Opinion
August 7, 1989
Appeal from the County Court, Westchester County (Silverman, J.).
Ordered that the judgment is affirmed, and the matter is remitted to the County Court, Westchester County, for further proceedings pursuant to CPL 460.50 (5).
Contrary to the defendant's contention, we find that the supplemental charge did not serve to prejudice the defendant. It is clear that the jury "after hearing the entire charge, would gather from its language the correct rules which should be applied for arriving at its decision" (see, People v. Hall, 82 A.D.2d 838, 839). The charge as a whole correctly and effectively conveyed the proper elements of the crimes charged (see, People v. Bennett, 144 A.D.2d 564; People v. Shakur, 144 A.D.2d 600).

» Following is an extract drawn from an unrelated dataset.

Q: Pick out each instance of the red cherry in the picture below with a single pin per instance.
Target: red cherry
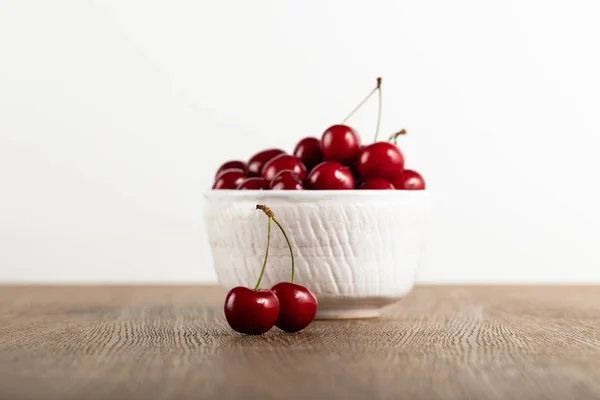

Further, we find no merit to the defendant's assertion that the prosecutor's summation deprived him of a fair trial. The remarks complained of constituted fair response to the statements made by the defense attorney in his summation (see, People v. Seldon, 128 A.D.2d 742, lv denied 70 N.Y.2d 656; People v. Scott, 138 A.D.2d 421).
Viewing the evidence in the light most favorable to the prosecution (see, People v. Contes, 60 N.Y.2d 620), we find that it was legally sufficient to establish the defendant's guilt beyond a reasonable doubt. The People proved that the defendant was operating an automobile, accompanied by the complainant in the front seat and his nephew in the rear, when his nephew threatened the complainant with a knife and then forcibly dragged her from the front seat to the rear seat. Thereafter, the defendant continued to drive his automobile at a substantial rate of speed with knowledge that the complainant — who had previously attempted to jump from the car — was being repeatedly attacked by his nephew in the back seat. In light of the foregoing, the jury could rationally conclude that the defendant bore criminal responsibility as a principal for the injuries sustained by the complainant when, in order to escape the nephew's continuing physical assaults and prompted by the defendant's failure to stop his car, she jumped from the moving vehicle and sustained injuries as a result. Moreover, upon the exercise of our factual review power, we are satisfied that the verdict of guilt was not against the weight of the evidence (CPL 470.15). Mangano, J.P., Brown, Kunzeman and Kooper, JJ., concur.